Mais au PQ, on continuera de cultiver l’espoir en rappelant qu’Yves-François Blanchet est parvenu en 2019, selon sa propre expression, à « sortir le Bloc québécois des soins palliatifs ».

Il n’en demeure pas moins que les dernières semaines ont été éprouvantes : départ d’un autre pilier, Sylvain Gaudreault, défaite dans Marie-Victorin, sondage Léger qui lui accorde à peine 9 % dans les intentions de vote… Rien de bon à l’approche des élections.

Pendant que Véronique Hivon faisait son annonce dans Joliette, un bastion péquiste désormais clairement menacé, le premier ministre François Legault était à l’offensive et présentait sa candidate dans Rimouski, circonscription remportée par le PQ depuis trois décennies. Le PQ n’y a pas encore de candidat – il y a lutte à trois pour l’investiture –, mais il a déjà une ligne d’attaque pour défendre son territoire.

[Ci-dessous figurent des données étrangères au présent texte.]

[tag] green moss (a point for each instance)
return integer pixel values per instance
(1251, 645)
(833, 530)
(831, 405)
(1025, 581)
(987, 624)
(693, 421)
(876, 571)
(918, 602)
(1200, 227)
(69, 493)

Pascal Bérubé confie que la candidate caquiste Maïté Blanchette-Vézina, ex-mairesse de Sainte-Luce (située dans sa circonscription de Matane-Matapédia), lui a demandé en février 2020, dans les locaux de l’édifice municipal du village de Price, s’il quittait la vie politique, exprimant le souhait ardent de lui succéder sous la bannière péquiste. Par ailleurs, Mme Blanchette-Vézina est rémunérée par la CAQ jusqu’aux élections, à titre d’agente de mobilisation pour l’Est du Québec – une pratique légale et pas exceptionnelle, réplique le parti de François Legault. D’autres candidats seront tentés de demander le même traitement…

La CAQ se fait rendre la monnaie de sa pièce. Le mois dernier, elle révélait que la candidate libérale dans la circonscription d’Orford, l’ex-mairesse de Magog Vicki-May Hamm, la courtisait dernièrement.

On peut « faire évoluer » la politique comme le dit Véronique Hivon, mais s’il y a une chose qui ne semble pas près de changer, c’est le magasinage de parti.